OBJECTIVES: To document prevalent themes in patients’ and potential surrogate decision makers’ future-oriented thinking when facing preference-sensitive choices.

METHODS: We conducted 44 scenario-based semistructured interviews among a diverse group of outpatients with smoking-associated thoracic diseases and potential surrogates for whom one of three preference-sensitive decisions would be medically relevant. Using content analysis, we documented prevalent themes to understand how these individuals display future-oriented thinking.

MEASUREMENTS AND MAIN RESULTS: Patients and potential surrogates generally expressed expectations for future outcomes but also acknowledged their limitations in doing so. When thinking about potential outcomes, decision makers relied on past experiences, including those only loosely related; perceived familiarity with treatment options; and spirituality. The content of these expectations included effects on family, emotional predictions, and prognostication. For surrogates, a tension existed between hope-based and fact-based expectations.

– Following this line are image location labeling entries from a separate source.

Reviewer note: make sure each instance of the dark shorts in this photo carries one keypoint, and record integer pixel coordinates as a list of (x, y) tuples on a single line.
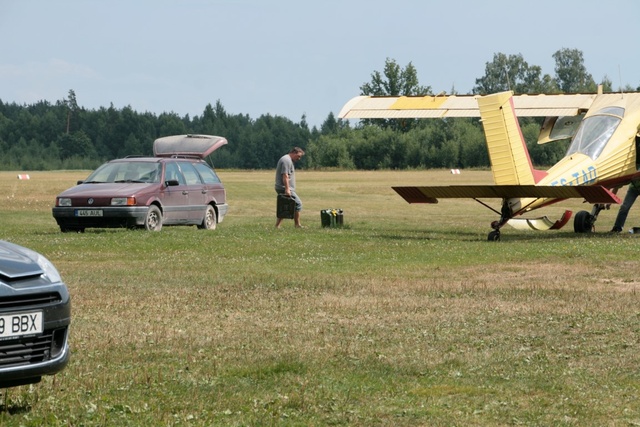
[(295, 197)]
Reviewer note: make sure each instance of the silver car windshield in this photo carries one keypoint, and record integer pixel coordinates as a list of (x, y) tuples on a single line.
[(595, 131), (126, 172)]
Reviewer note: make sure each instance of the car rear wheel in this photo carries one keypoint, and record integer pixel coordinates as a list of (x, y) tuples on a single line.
[(153, 220), (209, 222)]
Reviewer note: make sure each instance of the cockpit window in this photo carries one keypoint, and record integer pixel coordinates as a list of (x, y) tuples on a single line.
[(595, 131)]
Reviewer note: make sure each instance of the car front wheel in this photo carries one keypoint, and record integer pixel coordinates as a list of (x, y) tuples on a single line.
[(209, 222), (153, 220)]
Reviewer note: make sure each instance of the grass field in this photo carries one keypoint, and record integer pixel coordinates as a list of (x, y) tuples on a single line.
[(407, 316)]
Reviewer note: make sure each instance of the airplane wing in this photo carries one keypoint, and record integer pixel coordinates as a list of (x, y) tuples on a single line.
[(591, 193), (432, 107)]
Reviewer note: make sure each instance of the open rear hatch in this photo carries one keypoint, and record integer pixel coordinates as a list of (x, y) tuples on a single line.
[(187, 145)]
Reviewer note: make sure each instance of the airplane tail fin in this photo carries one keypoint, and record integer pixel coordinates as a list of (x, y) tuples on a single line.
[(510, 161)]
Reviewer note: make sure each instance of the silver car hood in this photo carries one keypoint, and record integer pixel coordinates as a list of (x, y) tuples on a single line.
[(16, 262)]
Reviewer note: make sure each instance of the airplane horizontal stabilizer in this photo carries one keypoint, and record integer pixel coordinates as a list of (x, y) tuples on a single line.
[(433, 107), (591, 193)]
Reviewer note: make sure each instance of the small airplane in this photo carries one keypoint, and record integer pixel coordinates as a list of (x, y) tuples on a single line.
[(602, 157)]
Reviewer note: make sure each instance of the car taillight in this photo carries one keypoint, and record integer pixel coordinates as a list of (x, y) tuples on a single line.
[(64, 201), (123, 201)]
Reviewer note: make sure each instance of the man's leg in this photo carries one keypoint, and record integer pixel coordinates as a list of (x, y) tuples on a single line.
[(629, 199)]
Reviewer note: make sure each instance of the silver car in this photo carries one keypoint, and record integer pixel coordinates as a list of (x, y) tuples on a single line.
[(35, 314)]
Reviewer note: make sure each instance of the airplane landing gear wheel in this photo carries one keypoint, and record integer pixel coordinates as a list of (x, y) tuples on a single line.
[(494, 236), (583, 222)]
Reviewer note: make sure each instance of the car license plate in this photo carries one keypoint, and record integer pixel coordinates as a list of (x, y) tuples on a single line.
[(19, 324), (88, 212)]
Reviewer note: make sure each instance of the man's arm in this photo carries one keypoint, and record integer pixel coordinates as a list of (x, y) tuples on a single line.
[(285, 181)]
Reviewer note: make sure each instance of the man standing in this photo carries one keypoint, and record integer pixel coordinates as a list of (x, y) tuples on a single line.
[(632, 194), (286, 181)]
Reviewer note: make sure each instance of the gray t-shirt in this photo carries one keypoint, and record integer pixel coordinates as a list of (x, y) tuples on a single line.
[(285, 165)]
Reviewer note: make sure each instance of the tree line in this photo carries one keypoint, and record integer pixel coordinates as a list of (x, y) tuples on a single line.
[(63, 135)]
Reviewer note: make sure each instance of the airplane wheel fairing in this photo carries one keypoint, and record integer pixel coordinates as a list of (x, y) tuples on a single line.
[(494, 236), (583, 222)]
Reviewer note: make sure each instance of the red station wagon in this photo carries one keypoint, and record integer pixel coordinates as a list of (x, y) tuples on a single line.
[(176, 187)]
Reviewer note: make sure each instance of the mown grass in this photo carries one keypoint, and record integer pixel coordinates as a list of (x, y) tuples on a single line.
[(406, 316)]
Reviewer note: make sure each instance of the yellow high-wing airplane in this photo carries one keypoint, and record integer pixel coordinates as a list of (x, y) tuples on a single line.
[(603, 155)]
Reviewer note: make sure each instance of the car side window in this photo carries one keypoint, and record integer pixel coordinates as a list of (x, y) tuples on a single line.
[(208, 175), (172, 172), (190, 173)]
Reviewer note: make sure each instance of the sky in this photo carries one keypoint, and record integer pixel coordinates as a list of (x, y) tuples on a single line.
[(290, 57)]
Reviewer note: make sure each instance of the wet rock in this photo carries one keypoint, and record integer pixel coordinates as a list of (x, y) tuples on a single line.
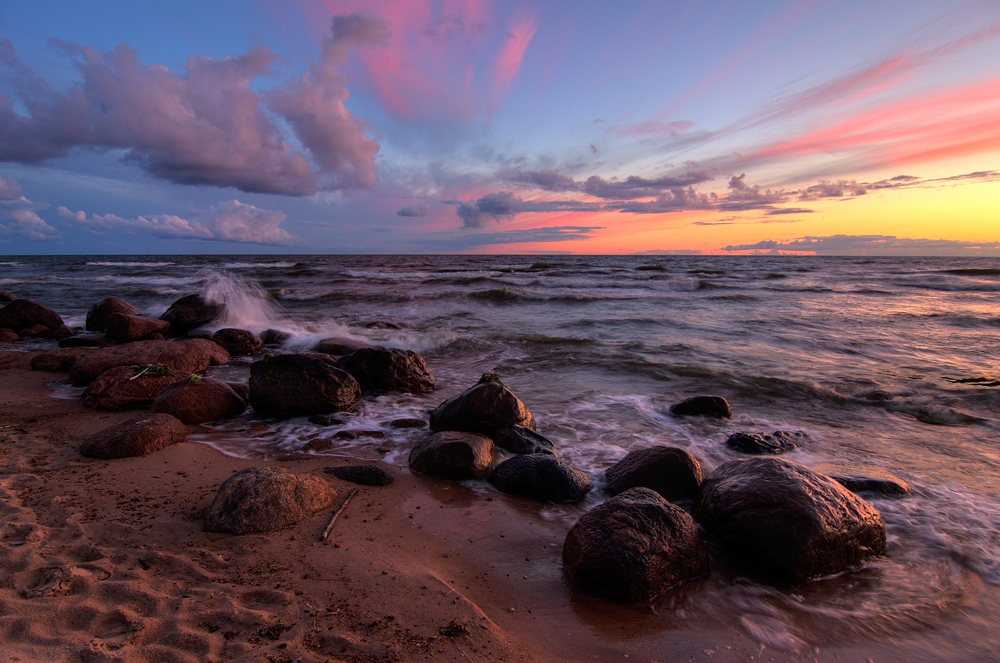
[(777, 442), (787, 521), (98, 315), (634, 547), (191, 311), (672, 472), (239, 342), (365, 475), (264, 499), (863, 477), (136, 437), (195, 402), (703, 406), (183, 357), (521, 440), (124, 327), (485, 408), (24, 313), (57, 361), (453, 455), (540, 477), (298, 385), (116, 389), (383, 369)]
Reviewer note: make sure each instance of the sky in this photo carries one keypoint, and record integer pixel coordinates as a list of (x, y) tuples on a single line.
[(475, 126)]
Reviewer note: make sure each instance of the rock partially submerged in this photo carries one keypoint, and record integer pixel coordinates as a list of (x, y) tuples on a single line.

CONCLUSIONS: Patients and surrogates may struggle to generate expectations, and these future-oriented thoughts may be based on loosely related past experiences or unrealistic optimism. These tendencies may lead to errors, preventing selection of treatments that promote true preferences. Clinicians should explore how decision makers engage in future-oriented thinking and what their expectations are as a component of the shared decision-making process. Future research should evaluate whether targeted guidance in future-oriented thinking may improve outcomes important to patients.